Me ha gustado el análisis de Wolfraven respecto al Power Metal, creo que está muy acertado. Es el género que yo practico en una de mis bandas y de hecho hay que estar muy mentalizado y preparado para afrontarlo con garantías.
Cuando estamos hablando de estilos con tanta caña, velocidad, potencia, agresividad, etc, cuando no se hacen con un poquito de buen gusto, mesura, control, etc, y no se tiene la suficiente técnica instrumental, el resultado no suele ser para nada satisfactorio. Quizá en otros géneros más tranquilos no sea tan determinante todo esto pero en el heavy es vital si no quieres sonar jodidamente mal. Ahora bien, cuando te encuentras una banda metalera que cumple sobradamente todos estos requisitos, y el equipo acompaña, el resultado puede ser de lo más épico y grandioso.
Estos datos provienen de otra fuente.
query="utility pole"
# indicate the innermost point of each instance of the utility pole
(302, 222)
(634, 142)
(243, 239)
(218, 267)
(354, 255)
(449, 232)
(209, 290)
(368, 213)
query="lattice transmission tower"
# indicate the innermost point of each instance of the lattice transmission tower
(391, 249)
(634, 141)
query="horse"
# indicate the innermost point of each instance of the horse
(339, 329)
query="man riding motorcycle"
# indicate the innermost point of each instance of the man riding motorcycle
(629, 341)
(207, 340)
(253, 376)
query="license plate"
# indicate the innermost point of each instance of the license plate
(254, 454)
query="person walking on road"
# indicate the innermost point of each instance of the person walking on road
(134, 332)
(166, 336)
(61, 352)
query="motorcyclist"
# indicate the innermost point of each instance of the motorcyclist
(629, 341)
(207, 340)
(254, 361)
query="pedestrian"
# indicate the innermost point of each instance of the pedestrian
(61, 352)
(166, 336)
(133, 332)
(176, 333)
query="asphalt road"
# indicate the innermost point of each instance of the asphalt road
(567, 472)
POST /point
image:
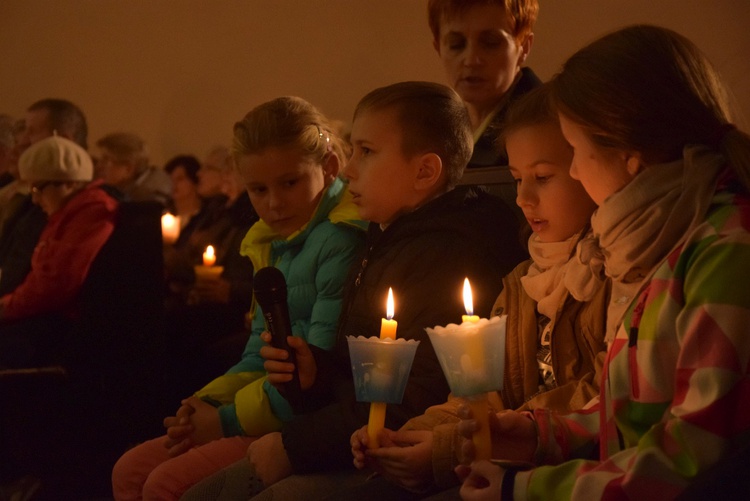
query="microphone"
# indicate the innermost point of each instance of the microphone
(269, 287)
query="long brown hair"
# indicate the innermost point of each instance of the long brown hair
(651, 90)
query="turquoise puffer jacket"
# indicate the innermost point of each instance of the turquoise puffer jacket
(315, 262)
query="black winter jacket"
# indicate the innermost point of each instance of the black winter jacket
(424, 256)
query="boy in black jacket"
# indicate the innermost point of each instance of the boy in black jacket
(411, 143)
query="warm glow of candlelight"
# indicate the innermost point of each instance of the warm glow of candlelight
(170, 228)
(469, 304)
(388, 327)
(209, 257)
(468, 300)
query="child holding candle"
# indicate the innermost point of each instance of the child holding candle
(411, 142)
(648, 118)
(289, 159)
(556, 309)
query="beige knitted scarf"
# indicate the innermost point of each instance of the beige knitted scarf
(555, 271)
(638, 226)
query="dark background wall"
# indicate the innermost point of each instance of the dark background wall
(181, 72)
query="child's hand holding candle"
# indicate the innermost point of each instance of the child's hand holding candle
(472, 356)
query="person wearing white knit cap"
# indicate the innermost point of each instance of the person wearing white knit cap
(81, 217)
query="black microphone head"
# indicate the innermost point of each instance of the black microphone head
(269, 286)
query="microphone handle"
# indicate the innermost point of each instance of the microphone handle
(277, 321)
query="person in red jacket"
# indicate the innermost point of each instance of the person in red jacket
(81, 217)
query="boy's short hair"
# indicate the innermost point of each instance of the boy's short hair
(522, 13)
(433, 119)
(533, 108)
(66, 118)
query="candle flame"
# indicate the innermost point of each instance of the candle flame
(468, 301)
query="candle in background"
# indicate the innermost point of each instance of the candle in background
(170, 228)
(469, 304)
(209, 257)
(377, 409)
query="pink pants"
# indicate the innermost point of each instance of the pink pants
(147, 472)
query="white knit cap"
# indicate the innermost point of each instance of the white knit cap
(55, 159)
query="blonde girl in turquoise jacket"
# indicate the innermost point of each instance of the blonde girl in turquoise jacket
(288, 158)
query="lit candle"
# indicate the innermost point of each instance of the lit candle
(170, 228)
(478, 404)
(377, 409)
(209, 257)
(469, 304)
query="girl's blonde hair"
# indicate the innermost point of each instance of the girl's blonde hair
(290, 123)
(651, 90)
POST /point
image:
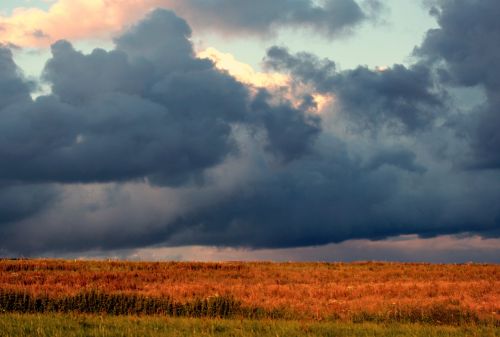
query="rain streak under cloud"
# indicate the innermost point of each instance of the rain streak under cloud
(150, 144)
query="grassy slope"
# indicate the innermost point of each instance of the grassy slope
(370, 291)
(14, 325)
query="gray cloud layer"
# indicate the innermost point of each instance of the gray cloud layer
(147, 144)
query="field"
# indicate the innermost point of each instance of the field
(109, 295)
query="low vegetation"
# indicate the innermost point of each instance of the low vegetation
(15, 325)
(360, 292)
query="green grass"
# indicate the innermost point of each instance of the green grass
(54, 325)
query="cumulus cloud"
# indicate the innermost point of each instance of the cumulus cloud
(148, 144)
(37, 27)
(466, 43)
(403, 99)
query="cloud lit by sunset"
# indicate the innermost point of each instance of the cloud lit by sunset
(281, 128)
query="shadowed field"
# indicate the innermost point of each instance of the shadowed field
(359, 292)
(82, 326)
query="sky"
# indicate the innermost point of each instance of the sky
(286, 130)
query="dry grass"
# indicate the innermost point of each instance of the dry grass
(365, 291)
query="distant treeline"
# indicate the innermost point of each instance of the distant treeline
(214, 307)
(117, 304)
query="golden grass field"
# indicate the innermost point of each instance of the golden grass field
(314, 291)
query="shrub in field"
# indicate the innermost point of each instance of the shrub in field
(118, 304)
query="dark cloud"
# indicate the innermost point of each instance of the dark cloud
(150, 108)
(403, 99)
(330, 17)
(465, 51)
(147, 144)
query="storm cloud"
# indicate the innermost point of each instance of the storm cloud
(399, 98)
(147, 144)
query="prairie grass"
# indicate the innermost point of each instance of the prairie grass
(16, 325)
(359, 292)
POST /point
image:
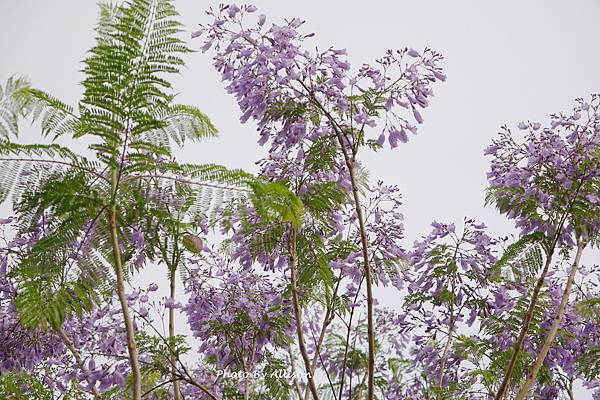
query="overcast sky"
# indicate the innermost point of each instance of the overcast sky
(506, 61)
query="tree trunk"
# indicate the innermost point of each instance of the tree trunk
(539, 361)
(176, 383)
(298, 312)
(129, 328)
(78, 359)
(524, 328)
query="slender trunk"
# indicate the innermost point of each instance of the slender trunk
(129, 328)
(298, 314)
(294, 373)
(539, 361)
(524, 328)
(350, 163)
(78, 359)
(176, 383)
(445, 353)
(367, 267)
(313, 364)
(345, 360)
(570, 389)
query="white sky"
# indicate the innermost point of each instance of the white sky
(506, 61)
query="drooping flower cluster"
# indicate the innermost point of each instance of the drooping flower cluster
(235, 313)
(293, 93)
(447, 292)
(96, 338)
(552, 173)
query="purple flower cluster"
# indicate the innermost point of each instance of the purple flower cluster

A mi me encanta el heavy metal desde antes de la adolescencia, y dentro de unos días cumpliré los 27 así que algo ha llovido. Me sigue gustando aunque con el tiempo me volví mucho más exigente y exquisito a la par que mis fronteras musicales se iban expandiendo. Hoy día no me seduce la típica banda metalera de tios duros incultos y borrachos que van presumiendo de cuantas chicas se tiran y cuanto alcohol consumen (me aburre y me repugna, de hecho) más bien me interesan las bandas de melómanos que utilizan el metal como base para plasmar una música llena de contrastes y belleza técnica al servicio de grandiosas composiciones. Obviamente me cuesta horrores encontrar grupos que cumplan con mis expectativas, pero de vez en cuando descubro alguna nueva joya que disfruto con sumo placer

(sobre todo en el género progresivo, que es mi favorito).